Hmm. I could see one way that this could go...

"features from other languages that I miss most in perl"

  • $/ as a regexp

<damian> Perl 6 will have this

  • seamless integration between script and C++/Java/etc objects

<damian> Perl 6 will have this

  • compiles to bytecode which I can ship independently of the souce

<damian> Perl 6 will have this

  • compiler can check for typos in member names

<damian> Perl 6 will have this

  • 2 dimensional playfield

<damian> Perl 6 will have this

  • All programs should be expressible as combinations of Ook. Ook? and Ook!

<damian> Perl 6 will have this

  • Given SMU (Symmetric Multi-Universe) hardware parallel programs should run in constant time

<damian> Perl 6 will have this

Re:$/ Regex

Damian on 2003-05-25T02:07:39

Actually...
  • seamless integration between script and C++/Java/etc objects

<damian> Parrot will have this

  • compiles to bytecode which I can ship independently of the source

<damian> Parrot will have this

  • compiler can check for typos in member names

<damian> Perl 6 will have this

  • 2 dimensional playfield

<damian> Perl 6 will have multidimensional arrays and vectorizable functions and operations.

  • All programs should be expressible as combinations of Ook. Ook? and Ook!

<damian> Perl 5 already has this. Though I do like the idea of distinguishing the three constructs by font!

  • Given SMU (Symmetric Multi-Universe) hardware parallel programs should run in constant time

<damian> Perl 6 will have junctions (the successor to quantum superpositions). Whether Parrot is ported to the necessary hardware, and whether the Perl 6 compiler is able to emit Parrot code that can take advantage of it are both, of course, entirely up to Dan's team. ;-)

Re:$/ Regex

chromatic on 2003-05-24T16:59:51

Yes, handling non-greedy regexes (simple alternations, bounded ranges) is possible. I could see disallowing unbounded ranges or the /m and /s flags. I wonder if that'd confuse people who don't know the implementation and the reason for the implementation, though.

Perl 6 may have what you want

Damian on 2003-05-24T03:07:13

As chromatic points out, matching regexes against an input stream complicates stream buffering considerably.
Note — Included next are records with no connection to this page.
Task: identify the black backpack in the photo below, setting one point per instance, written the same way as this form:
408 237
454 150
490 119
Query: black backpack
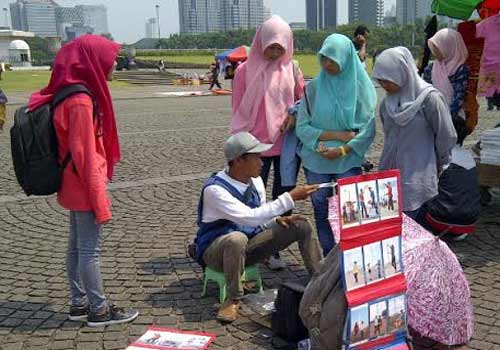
286 322
34 145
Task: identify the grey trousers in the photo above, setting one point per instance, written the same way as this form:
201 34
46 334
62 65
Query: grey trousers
232 252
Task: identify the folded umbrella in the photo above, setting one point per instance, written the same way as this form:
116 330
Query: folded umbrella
439 300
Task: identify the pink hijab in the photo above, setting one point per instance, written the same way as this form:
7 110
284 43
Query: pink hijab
452 46
271 82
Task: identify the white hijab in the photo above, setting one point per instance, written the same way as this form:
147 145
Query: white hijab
397 65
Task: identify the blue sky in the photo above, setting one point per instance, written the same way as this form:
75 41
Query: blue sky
127 17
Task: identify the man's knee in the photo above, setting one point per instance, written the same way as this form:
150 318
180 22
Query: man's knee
304 228
236 241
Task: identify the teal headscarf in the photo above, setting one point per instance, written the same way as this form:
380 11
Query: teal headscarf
350 92
342 102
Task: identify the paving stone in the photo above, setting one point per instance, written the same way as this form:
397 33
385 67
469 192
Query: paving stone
169 147
62 344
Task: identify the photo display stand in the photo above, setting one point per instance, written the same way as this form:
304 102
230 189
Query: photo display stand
370 221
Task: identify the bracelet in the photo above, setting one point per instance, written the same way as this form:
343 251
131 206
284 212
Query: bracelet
343 151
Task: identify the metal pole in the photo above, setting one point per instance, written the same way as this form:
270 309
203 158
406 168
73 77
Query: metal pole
5 10
158 23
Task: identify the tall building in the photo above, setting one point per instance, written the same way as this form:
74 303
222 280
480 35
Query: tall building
369 12
37 16
95 16
409 10
202 16
151 28
67 17
243 14
46 18
321 14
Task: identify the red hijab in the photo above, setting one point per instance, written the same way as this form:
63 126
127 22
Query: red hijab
87 60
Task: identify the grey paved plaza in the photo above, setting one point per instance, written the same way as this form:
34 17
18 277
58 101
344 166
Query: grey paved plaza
169 145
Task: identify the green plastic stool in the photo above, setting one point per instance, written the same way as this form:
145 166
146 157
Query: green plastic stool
251 273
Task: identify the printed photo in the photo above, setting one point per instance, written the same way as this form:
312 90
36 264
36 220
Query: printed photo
389 198
392 256
368 202
349 206
397 314
378 319
373 262
359 324
353 268
170 339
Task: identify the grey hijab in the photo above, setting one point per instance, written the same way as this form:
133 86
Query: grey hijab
398 66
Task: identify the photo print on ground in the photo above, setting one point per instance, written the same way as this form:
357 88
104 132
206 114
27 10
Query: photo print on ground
389 198
397 314
354 273
368 200
392 256
378 319
157 338
359 330
349 208
372 254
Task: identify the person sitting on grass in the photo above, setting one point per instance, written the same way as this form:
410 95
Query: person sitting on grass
238 228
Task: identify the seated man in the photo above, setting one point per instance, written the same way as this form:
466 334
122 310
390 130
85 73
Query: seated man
457 206
237 227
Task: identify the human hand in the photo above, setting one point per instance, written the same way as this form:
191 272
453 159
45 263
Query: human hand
347 136
288 124
287 221
303 192
329 153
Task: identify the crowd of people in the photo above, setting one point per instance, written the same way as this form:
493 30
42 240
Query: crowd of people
278 122
326 127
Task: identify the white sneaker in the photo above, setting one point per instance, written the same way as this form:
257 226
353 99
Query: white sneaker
276 263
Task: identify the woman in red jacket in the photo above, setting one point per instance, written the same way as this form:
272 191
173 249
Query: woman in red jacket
86 130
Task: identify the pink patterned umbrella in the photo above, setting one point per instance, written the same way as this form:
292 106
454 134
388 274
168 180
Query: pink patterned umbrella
439 300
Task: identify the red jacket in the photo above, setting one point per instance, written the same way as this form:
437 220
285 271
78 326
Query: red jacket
84 179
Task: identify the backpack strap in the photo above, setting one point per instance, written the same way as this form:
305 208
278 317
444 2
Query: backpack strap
62 95
69 91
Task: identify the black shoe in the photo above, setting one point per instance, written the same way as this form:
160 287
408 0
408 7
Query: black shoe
78 313
114 315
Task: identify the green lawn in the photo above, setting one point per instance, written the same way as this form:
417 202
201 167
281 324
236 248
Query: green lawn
308 62
30 81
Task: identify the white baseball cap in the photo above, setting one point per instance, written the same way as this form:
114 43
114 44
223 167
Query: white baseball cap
243 143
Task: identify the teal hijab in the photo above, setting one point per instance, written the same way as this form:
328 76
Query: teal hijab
349 96
342 102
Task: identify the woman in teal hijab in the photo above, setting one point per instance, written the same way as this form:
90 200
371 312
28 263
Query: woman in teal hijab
336 124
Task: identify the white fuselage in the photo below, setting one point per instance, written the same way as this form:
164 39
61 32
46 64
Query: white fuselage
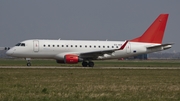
57 49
But it's certainly not impossible, if you're prepared to put up with potentially having to buffer an entire input stream in the pathological cases.

Greedy regexes are troublesome for the same reason: in the edge cases you potentially have to scan an entire input to determine where to stop reading.

Nevertheless, despite those problems, I'm confident we'll be able to permit Perl 6 input streams to use a regex as an input record separator (they'll be per-filehandle, not global, in Perl 6).